Black and White portrait of young man, shaved head, Jacques Marie Mage glasses. Designer and Art Advisor based in Austin, Texas with deep specialty in story and artistic pursuit. Former crystal bridges museum of American art curator.

about

There’s a level where the difference between right and almost-right is the only thing that matters. That’s where I work. But it isn’t where I started, and it isn’t really the point. The point is what happens when it lands: when a room, a painting, the light at four o’clock, and the person standing in it all arrive at the same feeling at once. When it’s real, you don’t analyze it. You feel it.

I’m interested in how objects speak to each other. How light shifts the temperature of a room. How one unexpected thing, a painting or a raw material or a move in the floor plan, makes everything around it make sense. I’ve spent my life learning how a place holds emotion, and how to build it so it holds the right one.

For a decade I was a curator and advisor at Crystal Bridges Museum of American Art. I led the relocation and permanent reinstallation of Frank Lloyd Wright’s Bachman-Wilson House. I directed architectural expansions and exhibitions, shaped collection development at institutional scale, and worked alongside some of the most significant architects and artists alive. That work taught me rigor: the discipline of getting it exactly right, because at that level there’s no hiding an almost.

That world pulled me into the private one.

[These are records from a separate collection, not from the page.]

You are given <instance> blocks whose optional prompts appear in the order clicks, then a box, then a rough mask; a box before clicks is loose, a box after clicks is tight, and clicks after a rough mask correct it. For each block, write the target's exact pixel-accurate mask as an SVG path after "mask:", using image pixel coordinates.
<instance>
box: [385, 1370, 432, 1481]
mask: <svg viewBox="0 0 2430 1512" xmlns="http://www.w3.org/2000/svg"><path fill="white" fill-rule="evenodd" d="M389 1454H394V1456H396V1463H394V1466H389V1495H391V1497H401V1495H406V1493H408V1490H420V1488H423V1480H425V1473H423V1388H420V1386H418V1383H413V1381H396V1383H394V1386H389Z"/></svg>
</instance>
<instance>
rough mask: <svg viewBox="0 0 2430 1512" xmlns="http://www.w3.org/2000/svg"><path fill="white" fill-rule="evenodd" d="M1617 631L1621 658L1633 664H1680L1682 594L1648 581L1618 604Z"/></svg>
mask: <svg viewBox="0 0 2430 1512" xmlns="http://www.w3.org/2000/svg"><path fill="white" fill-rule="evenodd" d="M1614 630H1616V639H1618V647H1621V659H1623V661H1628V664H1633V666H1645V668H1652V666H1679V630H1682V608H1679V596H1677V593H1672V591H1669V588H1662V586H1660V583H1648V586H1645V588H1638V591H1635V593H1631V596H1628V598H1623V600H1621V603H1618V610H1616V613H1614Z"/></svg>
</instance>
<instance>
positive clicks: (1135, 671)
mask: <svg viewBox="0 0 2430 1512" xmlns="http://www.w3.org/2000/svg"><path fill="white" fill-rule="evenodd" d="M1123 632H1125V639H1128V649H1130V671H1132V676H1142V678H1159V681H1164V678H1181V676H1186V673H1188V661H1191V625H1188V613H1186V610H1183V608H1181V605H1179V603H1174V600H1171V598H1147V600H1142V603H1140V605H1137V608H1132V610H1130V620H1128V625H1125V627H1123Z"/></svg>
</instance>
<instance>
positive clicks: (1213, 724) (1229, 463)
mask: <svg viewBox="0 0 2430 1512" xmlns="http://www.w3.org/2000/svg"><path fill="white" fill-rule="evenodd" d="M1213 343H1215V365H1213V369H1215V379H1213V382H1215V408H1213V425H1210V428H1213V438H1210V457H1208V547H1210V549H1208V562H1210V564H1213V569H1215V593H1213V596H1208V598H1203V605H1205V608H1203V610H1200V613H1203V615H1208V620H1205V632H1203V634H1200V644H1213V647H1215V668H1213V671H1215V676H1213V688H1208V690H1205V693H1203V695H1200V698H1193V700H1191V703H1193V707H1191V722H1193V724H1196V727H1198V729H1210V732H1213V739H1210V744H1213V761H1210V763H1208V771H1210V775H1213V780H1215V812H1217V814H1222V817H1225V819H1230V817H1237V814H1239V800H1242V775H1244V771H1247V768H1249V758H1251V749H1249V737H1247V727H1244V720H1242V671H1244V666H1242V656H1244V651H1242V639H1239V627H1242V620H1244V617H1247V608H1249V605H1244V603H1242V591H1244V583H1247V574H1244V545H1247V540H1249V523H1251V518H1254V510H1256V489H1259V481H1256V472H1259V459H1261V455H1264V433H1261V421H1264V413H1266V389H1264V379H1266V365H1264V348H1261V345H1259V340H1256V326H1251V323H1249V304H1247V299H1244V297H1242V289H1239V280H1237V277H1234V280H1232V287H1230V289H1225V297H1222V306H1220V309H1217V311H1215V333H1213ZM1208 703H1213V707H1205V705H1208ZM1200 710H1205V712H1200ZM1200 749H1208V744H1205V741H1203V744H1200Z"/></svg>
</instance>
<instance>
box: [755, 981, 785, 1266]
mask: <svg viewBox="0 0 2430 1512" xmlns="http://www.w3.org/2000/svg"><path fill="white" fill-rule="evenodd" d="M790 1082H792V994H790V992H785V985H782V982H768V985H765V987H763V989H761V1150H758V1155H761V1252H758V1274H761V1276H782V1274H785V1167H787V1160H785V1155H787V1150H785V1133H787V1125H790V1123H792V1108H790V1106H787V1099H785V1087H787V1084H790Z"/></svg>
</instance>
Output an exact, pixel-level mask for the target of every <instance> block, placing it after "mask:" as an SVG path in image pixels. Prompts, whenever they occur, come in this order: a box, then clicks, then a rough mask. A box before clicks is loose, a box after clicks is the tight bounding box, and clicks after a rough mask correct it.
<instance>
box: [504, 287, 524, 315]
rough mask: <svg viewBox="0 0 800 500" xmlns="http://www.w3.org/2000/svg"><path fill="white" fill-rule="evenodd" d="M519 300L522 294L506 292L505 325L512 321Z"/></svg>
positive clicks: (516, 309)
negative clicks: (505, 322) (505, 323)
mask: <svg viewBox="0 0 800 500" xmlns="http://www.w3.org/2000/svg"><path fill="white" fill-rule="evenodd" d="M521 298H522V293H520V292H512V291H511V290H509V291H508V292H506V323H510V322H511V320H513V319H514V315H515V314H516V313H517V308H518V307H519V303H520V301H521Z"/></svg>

Collector's needed someone who understood not just what to acquire, but how art lives in a space: how it breathes with the architecture, shifts with the light, changes what a room means. I began building collections for some of the most discerning people I’ve met, advising on their residences, shaping the environments around the work. One project led to another. Restaurants. Hotels. Private clubs. New builds beside the architects. The brief kept changing. What I was after never did.

What I’m after is the meeting of two things that aren’t suppose to share a room: institutional rigor and real warmth. The museum taught me one. The art taught me the other. When they land together, precision you’d never notice and a feeling you can’t shake, that’s the triumph of the real thing.